= Dancing on Dangerous Ground =

Irish dance show

Dancing on Dangerous Ground is an Irish dance show created by and starring Jean Butler and Colin Dunne. It premiered in London at the Theatre Royal Drury Lane in 1999. The show made its American debut in New York at Radio City Music Hall in 2000.

== Synopsis ==

The ensemble and the three main characters are introduced during the surreal prologue: Finn McCool (a non-dancing role played by Tony Kemp), high king of Ireland; Diarmuid (Colin Dunne), captain of the Fianna—Finn's army; and Grania (Jean Butler), Finn's betrothed. The scene fades away and the prologue breaks open into the Court of Finn McCool, where Diarmuid is displayed as the best soldier at court and Finn's devoted and trusted servant. Soon afterwards Grania arrives and is introduced to her fiancé for the first time. Finn welcomes her and presents her with four bodyguards sworn to protect her.
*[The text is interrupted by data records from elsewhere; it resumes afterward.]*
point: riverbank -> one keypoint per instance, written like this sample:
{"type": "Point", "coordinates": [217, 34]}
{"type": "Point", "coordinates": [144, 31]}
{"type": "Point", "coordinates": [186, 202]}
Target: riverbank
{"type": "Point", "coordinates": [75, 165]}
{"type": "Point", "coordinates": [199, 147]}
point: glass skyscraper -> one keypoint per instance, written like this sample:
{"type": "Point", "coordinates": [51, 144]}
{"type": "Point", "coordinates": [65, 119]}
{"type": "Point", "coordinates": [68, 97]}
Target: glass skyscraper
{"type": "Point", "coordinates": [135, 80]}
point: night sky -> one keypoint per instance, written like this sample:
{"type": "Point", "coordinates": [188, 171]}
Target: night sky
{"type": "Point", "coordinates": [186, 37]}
Life at court continues as usual, Diarmuid and Grania unaware of each other. Diarmuid continues to drill the Fianna and Grania hosts pre-wedding celebrations for the ladies of the court. The two eventually meet in a late-night bar and their fate is sealed.

The second act opens with the wedding of Grania and Finn. Diarmuid attends the celebrations and leaves distraught. Grania realizes that her happiness lies with Diarmuid. She and her handmaidens slip a powerful sedative into the wine, drugging Finn and his soldiers. Diarmuid returns and discovers Grania over the unconscious Finn. The two escape the palace for the temporary safety of the wilderness.

The Fianna awaken from their stupor, bound and weak-kneed. They break free and an enraged Finn calls upon them and the women of the court to seek out the lovers. They comb the forest furiously and in the ensuing frenzy Diarmuid and Grania are separated. Finn's legion surrounds Diarmuid and kills him. Grania returns to the forest and finds the body of her beloved. Unable to cope with the loss of Diarmuid, she withers in despair. She awakens and finds herself in the company of the ghostly figures from the prologue. Diarmuid is among them and the two are reunited.

== Departure from the original story ==
The story is based on the Fenian tale The Pursuit of Diarmuid and Gráinne (the original spelling of "Grania"), but many important details have been changed. Most importantly, the Fianna doesn't kill Diarmuid in the original version. Gráinne's father, Cormac, intercedes on her behalf and offers Fionn his other daughter in exchange for Gráinne's freedom. Fionn accepts the offer and gives up his pursuit of Diarmuid and Gráinne.

== Critical reception ==
The show was not well received when it opened in London. It was dismissed as another Irish dance show in the Riverdance vein and critics felt it did not live up to its claim of dramatic storytelling through Irish dance. Changes were made to the order and execution of the dance numbers before the show opened in New York, where it received highly favorable reviews.

Despite the good press and advance sales for the Canadian premiere in Toronto, the show was unable to continue touring due to debts generated in London.